An international clinical trial has been launched after a cancer drug that targets the root cause of extreme inflammation showed promise in a preliminary study.
In some people with mild or moderate COVID-19, the illness caused by the SARS-CoV-2 virus, their condition briefly improves, only to suddenly worsen.
These people may then develop severe breathing difficulties, known as acute respiratory distress syndrome.
Scientists speculate that even when the infection is being brought under control, the virus can trigger an excessive immune response, causing hyper-inflammation of the lungs and other organs.
This type of inflammatory response is thought to begin when receptors in immune cells called macrophages recognize the genetic material of viruses such as SARS-CoV-2. They respond by initiating a massive release of immune-signalling molecules called cytokines.

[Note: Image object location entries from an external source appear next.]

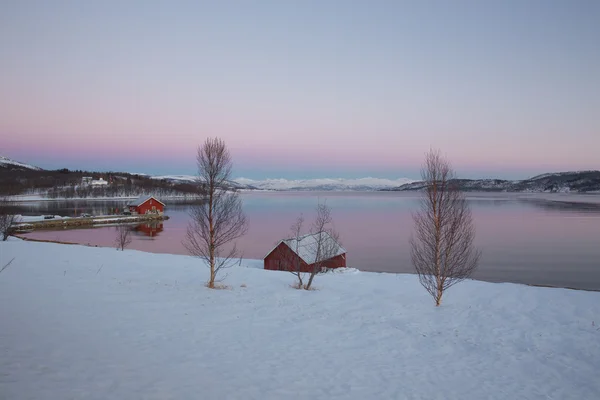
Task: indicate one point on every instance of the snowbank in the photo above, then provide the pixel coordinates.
(96, 323)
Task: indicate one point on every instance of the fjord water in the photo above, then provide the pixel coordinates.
(539, 239)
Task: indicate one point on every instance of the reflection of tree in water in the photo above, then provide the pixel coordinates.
(148, 230)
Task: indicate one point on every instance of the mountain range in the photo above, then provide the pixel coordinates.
(559, 182)
(575, 181)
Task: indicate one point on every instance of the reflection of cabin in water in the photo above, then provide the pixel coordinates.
(151, 229)
(146, 205)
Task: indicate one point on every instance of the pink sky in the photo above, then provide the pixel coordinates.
(298, 93)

This “cytokine storm” appears to cause the hyper-inflammation that damages the lungs and other organs of critically ill patients. Currently, no proven treatment can prevent or reverse the damage.
In macrophages, an enzyme called Bruton tyrosine kinase (BTK) is responsible for initiating the cytokine storm.
A drug that inhibits the activity of BTK — called acalabrutinib — is already in use as a treatment for certain blood cancers.
Researchers at the National Cancer Institute, in the United States, realized that because acalabrutinib inhibits BTK, it could potentially reduce inflammation in people with severe COVID-19.
To test the safety and efficacy of the drug in this context, they collaborated with scientists at the National Institute of Allergy and Infectious Diseases, the Walter Reed National Military Medical Center, and four other hospitals in the country.
The researchers have published the results of their trial in the journal Science Immunology.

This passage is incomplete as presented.